1 Of course the worst documented experiment was the leftist sexualization of children in Germany during the late 60’s. I won’t describe any of this, but if you really need to know, start with this tame article.

2 But of course there are actually people in those comments calling for the end of men and masculinity, so you don’t really have to look too deeply there.

3 If you’re a paid subscriber to my newsletter and don’t have access to either of those sites, please send me an email (rhyd@abeautifulresistance.com) and I’ll happily send you the PDF version of it.

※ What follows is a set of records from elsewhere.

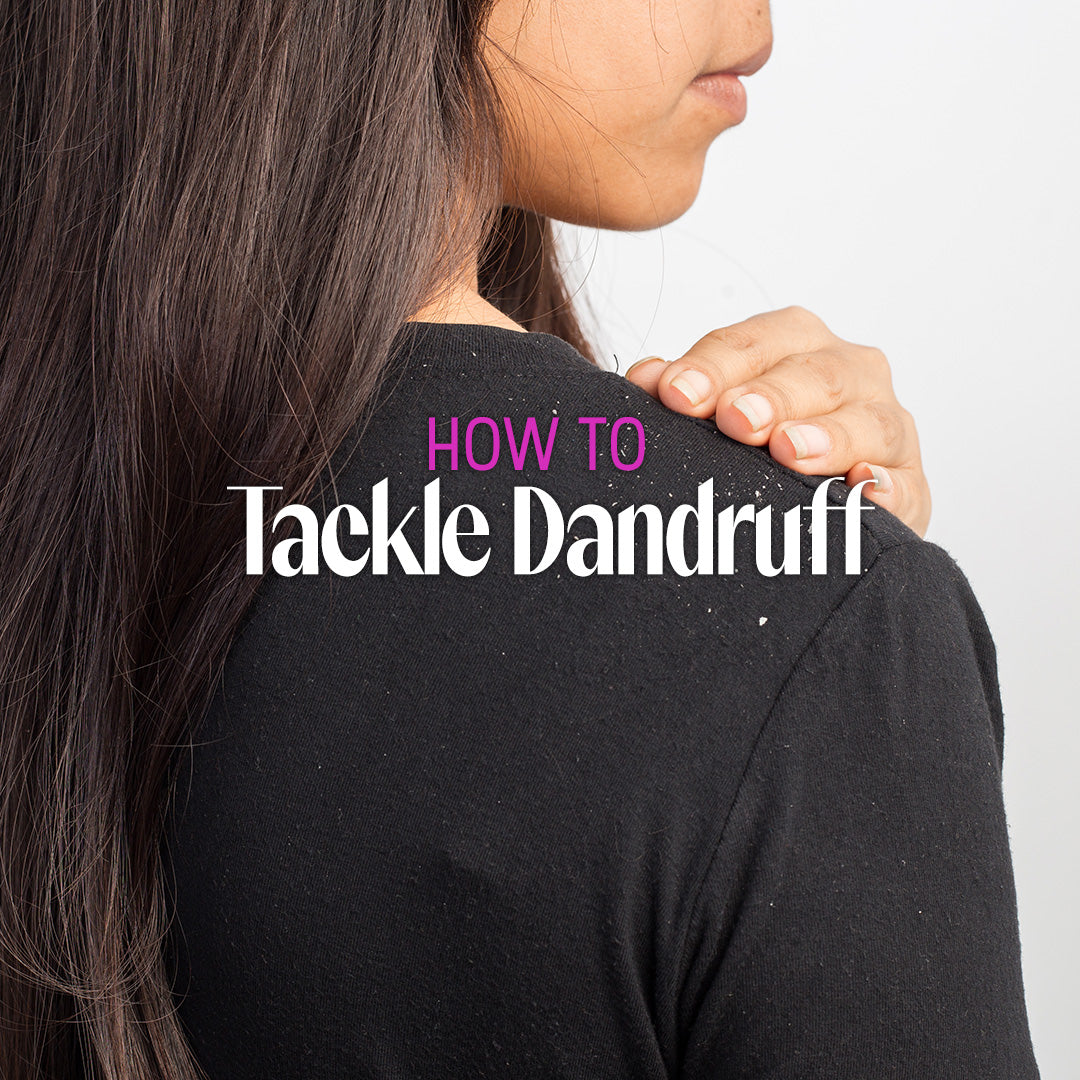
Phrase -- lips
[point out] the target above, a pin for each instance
(753, 63)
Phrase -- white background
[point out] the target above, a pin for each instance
(910, 174)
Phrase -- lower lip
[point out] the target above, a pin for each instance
(726, 91)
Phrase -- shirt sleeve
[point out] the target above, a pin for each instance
(859, 917)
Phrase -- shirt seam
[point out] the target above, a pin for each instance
(833, 612)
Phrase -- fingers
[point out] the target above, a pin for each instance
(646, 374)
(805, 385)
(827, 445)
(903, 491)
(730, 356)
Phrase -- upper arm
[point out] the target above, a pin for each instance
(859, 916)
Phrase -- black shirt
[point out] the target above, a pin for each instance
(568, 824)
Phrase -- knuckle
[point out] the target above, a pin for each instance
(888, 421)
(878, 363)
(741, 338)
(804, 316)
(828, 370)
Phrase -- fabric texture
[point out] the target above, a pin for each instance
(628, 825)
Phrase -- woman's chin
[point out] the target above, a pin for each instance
(630, 204)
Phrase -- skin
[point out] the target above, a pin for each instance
(606, 127)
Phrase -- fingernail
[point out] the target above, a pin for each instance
(645, 360)
(882, 482)
(755, 408)
(808, 440)
(694, 386)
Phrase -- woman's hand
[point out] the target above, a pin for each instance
(823, 405)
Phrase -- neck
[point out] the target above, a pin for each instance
(460, 302)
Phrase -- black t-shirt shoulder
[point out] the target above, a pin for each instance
(628, 825)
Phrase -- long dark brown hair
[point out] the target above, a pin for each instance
(215, 218)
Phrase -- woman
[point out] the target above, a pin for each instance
(481, 824)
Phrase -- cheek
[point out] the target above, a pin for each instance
(621, 160)
(601, 131)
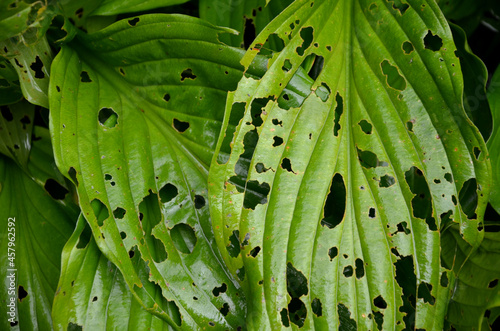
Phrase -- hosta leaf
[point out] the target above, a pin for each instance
(494, 141)
(44, 220)
(32, 63)
(136, 131)
(476, 289)
(93, 294)
(247, 17)
(475, 78)
(16, 124)
(330, 211)
(10, 91)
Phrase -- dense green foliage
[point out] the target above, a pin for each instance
(258, 164)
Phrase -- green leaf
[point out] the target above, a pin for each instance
(14, 17)
(475, 78)
(16, 124)
(494, 141)
(41, 223)
(93, 294)
(476, 288)
(136, 131)
(343, 195)
(247, 17)
(10, 91)
(32, 63)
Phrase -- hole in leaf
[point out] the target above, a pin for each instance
(183, 237)
(37, 68)
(108, 117)
(386, 181)
(187, 74)
(255, 194)
(240, 273)
(306, 34)
(21, 293)
(249, 33)
(287, 65)
(345, 320)
(422, 201)
(333, 252)
(407, 280)
(424, 292)
(180, 126)
(56, 190)
(254, 252)
(360, 269)
(287, 165)
(233, 247)
(348, 271)
(199, 202)
(119, 213)
(298, 312)
(433, 42)
(6, 113)
(157, 249)
(317, 308)
(277, 141)
(339, 109)
(366, 126)
(84, 77)
(100, 211)
(334, 209)
(394, 78)
(379, 302)
(168, 192)
(379, 319)
(218, 290)
(224, 309)
(284, 318)
(408, 47)
(237, 112)
(468, 198)
(369, 160)
(133, 22)
(256, 108)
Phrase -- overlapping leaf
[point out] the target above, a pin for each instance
(136, 131)
(247, 17)
(330, 211)
(494, 141)
(93, 294)
(476, 289)
(41, 209)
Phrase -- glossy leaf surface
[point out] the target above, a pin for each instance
(329, 211)
(40, 209)
(129, 130)
(494, 141)
(93, 294)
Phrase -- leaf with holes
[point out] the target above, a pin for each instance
(249, 18)
(135, 131)
(106, 303)
(16, 124)
(330, 211)
(476, 290)
(34, 207)
(494, 141)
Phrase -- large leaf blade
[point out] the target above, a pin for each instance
(137, 147)
(383, 130)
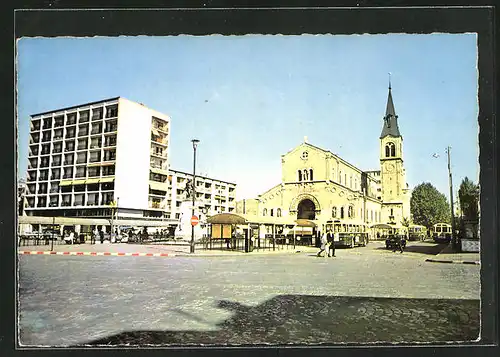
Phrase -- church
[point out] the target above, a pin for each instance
(319, 186)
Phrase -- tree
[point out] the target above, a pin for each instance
(468, 195)
(429, 206)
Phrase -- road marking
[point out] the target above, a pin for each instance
(119, 254)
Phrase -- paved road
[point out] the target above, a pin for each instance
(362, 295)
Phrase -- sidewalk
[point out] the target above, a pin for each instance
(448, 255)
(124, 249)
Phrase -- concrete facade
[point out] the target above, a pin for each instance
(110, 157)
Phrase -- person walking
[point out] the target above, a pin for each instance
(324, 242)
(399, 244)
(331, 243)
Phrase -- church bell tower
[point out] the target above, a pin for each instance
(395, 201)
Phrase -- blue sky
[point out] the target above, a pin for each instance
(250, 99)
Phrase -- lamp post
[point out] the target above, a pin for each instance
(193, 192)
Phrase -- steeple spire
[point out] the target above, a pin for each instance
(390, 127)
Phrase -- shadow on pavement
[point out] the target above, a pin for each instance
(309, 319)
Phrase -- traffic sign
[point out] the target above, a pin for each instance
(194, 220)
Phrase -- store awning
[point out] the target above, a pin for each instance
(305, 223)
(78, 182)
(158, 186)
(159, 171)
(93, 180)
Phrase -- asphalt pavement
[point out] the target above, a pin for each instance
(364, 295)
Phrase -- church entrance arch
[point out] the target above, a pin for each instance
(306, 209)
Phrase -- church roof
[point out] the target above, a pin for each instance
(390, 127)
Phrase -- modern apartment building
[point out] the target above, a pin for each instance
(213, 196)
(82, 160)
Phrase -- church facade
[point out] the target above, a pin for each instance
(320, 186)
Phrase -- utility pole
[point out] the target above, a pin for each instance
(453, 234)
(193, 192)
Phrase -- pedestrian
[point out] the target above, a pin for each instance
(331, 243)
(398, 244)
(324, 242)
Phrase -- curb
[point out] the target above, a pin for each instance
(453, 261)
(98, 254)
(31, 252)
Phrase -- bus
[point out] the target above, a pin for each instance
(417, 232)
(441, 232)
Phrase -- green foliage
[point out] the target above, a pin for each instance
(468, 194)
(429, 206)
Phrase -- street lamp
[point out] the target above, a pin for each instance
(193, 192)
(453, 233)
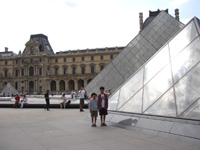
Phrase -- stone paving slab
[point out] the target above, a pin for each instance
(37, 129)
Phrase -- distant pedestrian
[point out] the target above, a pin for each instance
(109, 92)
(82, 96)
(63, 101)
(17, 99)
(47, 100)
(24, 101)
(103, 106)
(93, 109)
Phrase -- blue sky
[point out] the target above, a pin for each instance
(81, 24)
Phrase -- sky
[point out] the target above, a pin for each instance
(81, 24)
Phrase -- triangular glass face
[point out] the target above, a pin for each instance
(130, 88)
(136, 53)
(186, 60)
(193, 111)
(187, 89)
(171, 89)
(134, 104)
(164, 106)
(156, 87)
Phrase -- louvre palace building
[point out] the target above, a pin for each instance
(38, 68)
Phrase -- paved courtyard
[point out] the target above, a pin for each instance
(37, 129)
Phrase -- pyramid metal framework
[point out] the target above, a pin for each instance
(136, 53)
(9, 90)
(169, 83)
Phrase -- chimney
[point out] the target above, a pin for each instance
(177, 14)
(6, 49)
(141, 20)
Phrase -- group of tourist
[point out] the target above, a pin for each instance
(18, 101)
(96, 103)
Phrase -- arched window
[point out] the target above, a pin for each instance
(53, 85)
(31, 71)
(80, 83)
(89, 80)
(71, 85)
(62, 85)
(31, 86)
(16, 85)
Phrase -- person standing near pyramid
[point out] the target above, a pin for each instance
(102, 106)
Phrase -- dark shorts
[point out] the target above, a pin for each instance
(94, 113)
(82, 101)
(103, 112)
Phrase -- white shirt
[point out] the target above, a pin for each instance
(64, 99)
(103, 100)
(82, 94)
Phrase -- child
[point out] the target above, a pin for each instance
(93, 109)
(103, 106)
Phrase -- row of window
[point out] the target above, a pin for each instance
(82, 58)
(65, 59)
(31, 71)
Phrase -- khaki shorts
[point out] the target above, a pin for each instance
(94, 113)
(82, 101)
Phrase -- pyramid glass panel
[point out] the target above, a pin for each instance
(161, 28)
(187, 89)
(164, 106)
(156, 64)
(186, 60)
(134, 104)
(157, 86)
(183, 39)
(193, 112)
(131, 87)
(171, 82)
(113, 101)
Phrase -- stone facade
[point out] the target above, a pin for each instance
(37, 68)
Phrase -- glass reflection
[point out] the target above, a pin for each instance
(156, 64)
(187, 89)
(134, 104)
(193, 112)
(186, 60)
(156, 87)
(113, 101)
(182, 39)
(130, 87)
(165, 106)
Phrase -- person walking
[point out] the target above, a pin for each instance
(63, 101)
(102, 106)
(17, 99)
(24, 101)
(82, 97)
(47, 100)
(93, 109)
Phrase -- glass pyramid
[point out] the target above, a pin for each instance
(136, 53)
(168, 84)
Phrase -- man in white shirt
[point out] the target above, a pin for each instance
(82, 97)
(103, 106)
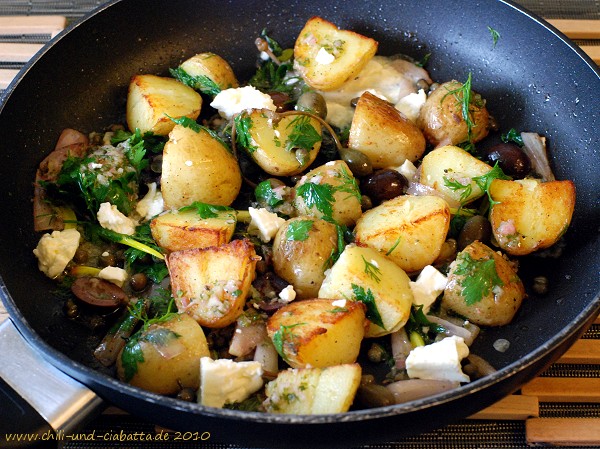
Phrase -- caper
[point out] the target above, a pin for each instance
(359, 163)
(312, 102)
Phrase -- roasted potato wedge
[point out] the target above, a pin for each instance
(274, 144)
(483, 286)
(198, 167)
(326, 57)
(209, 73)
(441, 117)
(164, 357)
(363, 274)
(211, 284)
(301, 253)
(450, 171)
(529, 214)
(383, 134)
(318, 332)
(410, 230)
(307, 391)
(329, 191)
(151, 100)
(197, 226)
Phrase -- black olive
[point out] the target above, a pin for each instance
(475, 228)
(511, 159)
(138, 282)
(384, 185)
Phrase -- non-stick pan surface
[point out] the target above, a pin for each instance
(533, 79)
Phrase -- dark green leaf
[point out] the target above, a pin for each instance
(367, 298)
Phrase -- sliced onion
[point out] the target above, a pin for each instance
(245, 339)
(409, 390)
(534, 147)
(454, 329)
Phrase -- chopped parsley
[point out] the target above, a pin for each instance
(479, 277)
(298, 230)
(200, 83)
(367, 298)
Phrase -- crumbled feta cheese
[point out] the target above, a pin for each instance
(288, 294)
(152, 204)
(111, 218)
(339, 303)
(224, 381)
(230, 102)
(54, 251)
(438, 361)
(116, 275)
(324, 57)
(411, 105)
(428, 286)
(267, 223)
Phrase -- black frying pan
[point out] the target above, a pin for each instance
(533, 79)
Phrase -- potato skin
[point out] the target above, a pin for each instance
(303, 262)
(530, 215)
(197, 167)
(211, 284)
(151, 98)
(442, 121)
(351, 52)
(499, 305)
(409, 229)
(163, 375)
(317, 333)
(383, 134)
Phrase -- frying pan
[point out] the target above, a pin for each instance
(534, 79)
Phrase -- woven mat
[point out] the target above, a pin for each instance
(467, 434)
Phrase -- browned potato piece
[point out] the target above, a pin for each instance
(448, 167)
(383, 134)
(329, 191)
(483, 287)
(301, 252)
(318, 332)
(211, 284)
(151, 98)
(187, 229)
(213, 67)
(198, 167)
(308, 391)
(441, 117)
(409, 229)
(326, 57)
(271, 137)
(165, 357)
(530, 214)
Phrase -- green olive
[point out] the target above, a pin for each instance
(312, 102)
(359, 163)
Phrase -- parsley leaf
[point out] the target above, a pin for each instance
(205, 210)
(303, 134)
(201, 83)
(319, 196)
(479, 277)
(298, 230)
(367, 298)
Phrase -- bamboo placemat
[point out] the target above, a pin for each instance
(561, 407)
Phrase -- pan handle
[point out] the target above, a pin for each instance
(39, 405)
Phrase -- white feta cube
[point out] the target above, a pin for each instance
(224, 381)
(54, 251)
(438, 361)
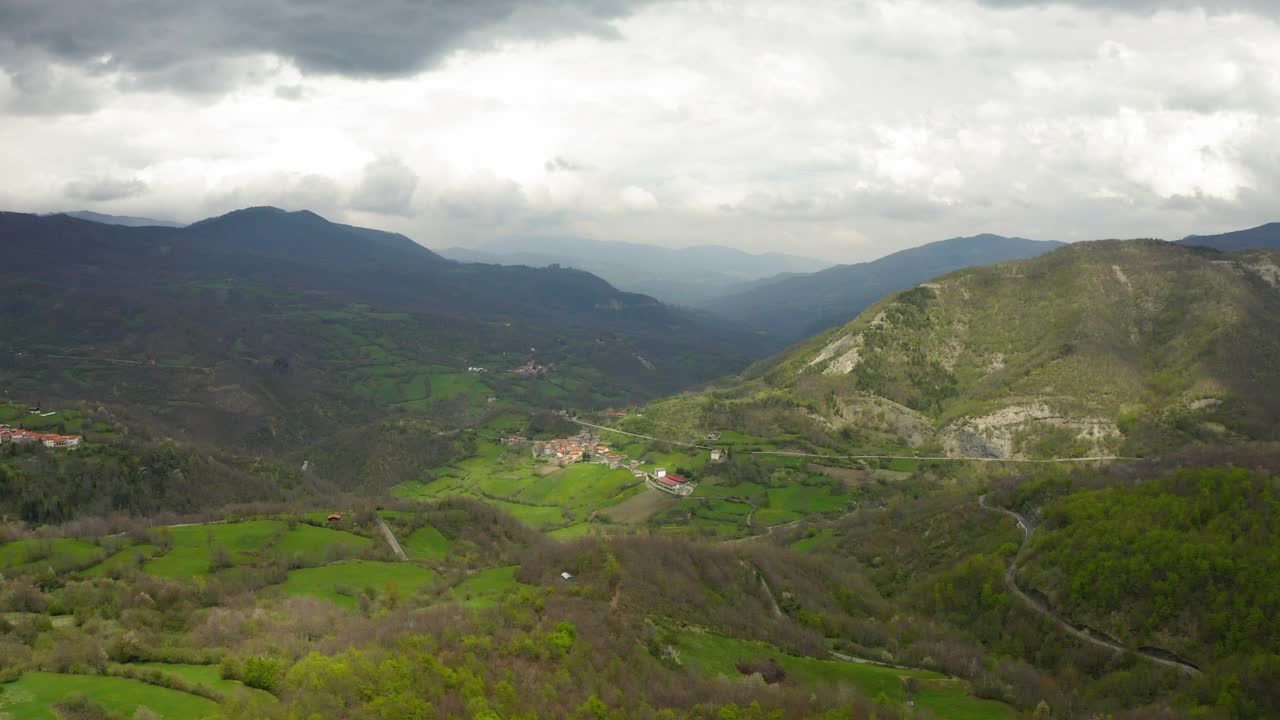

One thought on “Boy Trouble

  1. runekjaerrasmussen says:

    I have recently tried debating different issues online (in Danish) again just to see how it is. After just three days I find it incredibly toxic and, being someone who has not done this for a long time, I had forgotten that some people actually spend time trolling, and I was whirled into a “conversation” with not one, but two, trolls (or maybe the same person operating under two names), whom I tried to respond patiently and kind to, until I finally realized that they could only be trolls with all the crap they wrote. Trolling must be the ultimate waste of life. It does not get more idiotic and disrespectful than that. If I decide to try debating just a bit more for a while, which I already doubt considering this bad experience, I hope I remember to take it easy before responding to anything.

    And with that out of the way, I wanted to mention that in one of the debates, I simply asked, as an important provocation, the question: “Do parents own their children”? A lot of parents act as if they do. As if they don’t understand that they have given someone else their own life. The lack of humility in that is awful. I had parents who did that. Parents who in different ways “teach” a child, that it cannot be its own person commits a crime, plain and simple. As parents they have such an important position, and wow, do many of them fuck up and turn it into a power position, trying to make clones of their ideologies, failed attempts at something that they now want their children to do or having such bloated/fragile/damaged egos that they compete with their children instead of encouraging them. Many parents do not act as parents. They act as children. They reverse the roles. It is disgusting.